Mount the filesystem
Note that if you're using an encrypted LVM volume to host your Time Machine filesystems, you'll either have to do this step manually each time you reboot your filesserver, or you'll have to enter the encrypted volume's passphrase during the boot process.
Here the mount point is /backup/tm/wolverine, but you should change it to fit your own filesystem hierarchy.

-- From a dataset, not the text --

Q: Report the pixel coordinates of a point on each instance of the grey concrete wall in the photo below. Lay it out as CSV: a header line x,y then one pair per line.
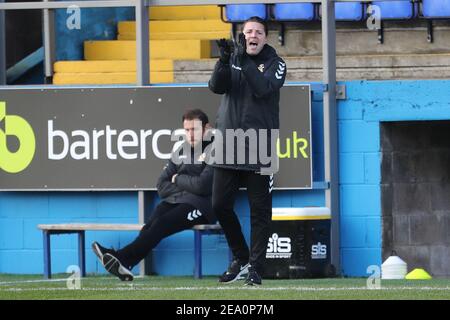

# mount /dev/tm/wolverine /backup/tm/wolverine/
Make the FS writable
Make sure the new filesystem is writable by the user who'll be logged into the Mac most often. I do this on my systems by adding the GNU/Linux logins for all of the Mac users to a UNIX group named backups, and then making the filesystem writable (and group-sticky) by that group, like so:
# chgrp backups /backup/tm/wolverine
# chmod 775 /backup/tm/wolverine
# chmod g+s /backup/tm/wolverine
Add the volume to your afpd configuration
Add a line like this to the afpd configuration in /etc/netatalk/AppleVolumes.default:
/backup/tm/wolverine "Time Machine (wolverine)" options:usedots,upriv,tm
The tm option is new as of netatalk 2.1, and obviates any need to hack defaults files or the like on your Mac OS X system in order to get it to recognize network Time Machine volumes.
Restart netatalk so that it'll see the new volume and create the .AppleDB directory.

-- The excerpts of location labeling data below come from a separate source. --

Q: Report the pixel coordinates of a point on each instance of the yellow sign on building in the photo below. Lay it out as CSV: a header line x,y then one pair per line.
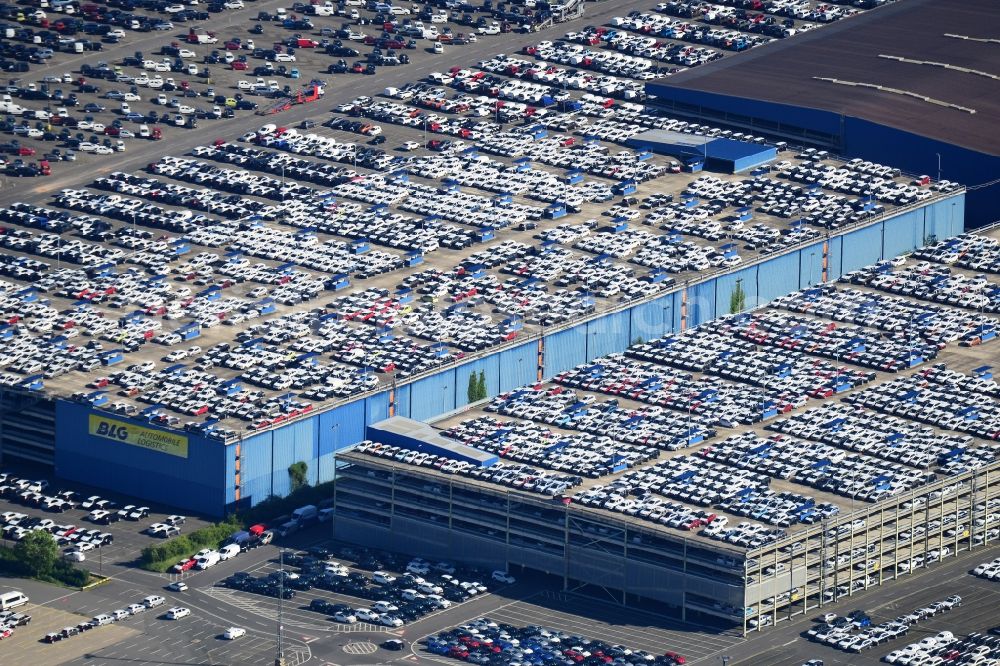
x,y
136,435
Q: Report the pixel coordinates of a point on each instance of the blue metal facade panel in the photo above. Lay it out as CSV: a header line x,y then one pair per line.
x,y
701,303
919,154
255,467
489,366
196,482
777,277
821,121
810,266
862,248
565,350
518,366
944,218
652,320
835,258
403,400
725,286
903,233
343,426
303,435
608,334
282,456
432,396
230,462
377,407
327,467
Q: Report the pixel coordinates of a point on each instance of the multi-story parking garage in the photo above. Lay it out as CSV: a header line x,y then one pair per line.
x,y
640,545
398,506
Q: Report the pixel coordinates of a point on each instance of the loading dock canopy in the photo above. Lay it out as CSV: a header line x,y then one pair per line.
x,y
720,154
418,436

Mount the volume from your Mac
On the Mac with which you want to use the Time Machine volume, mount the volume first, then configure Time Machine to back up to that disk. If you don't mount the volume first, Time Machine may not see it and won't be able to use it as a Time Machine target. You only need to do this the first time you configure Time Machine for use with this volume; subsequent backups or restores will automatically mount the correct volume first, assuming the afpd service is running on the fileserver.
If the volume doesn't show up in the list of available disks, make sure it's mounted, and make sure you have permission to write to the volume on the GNU/Linux side.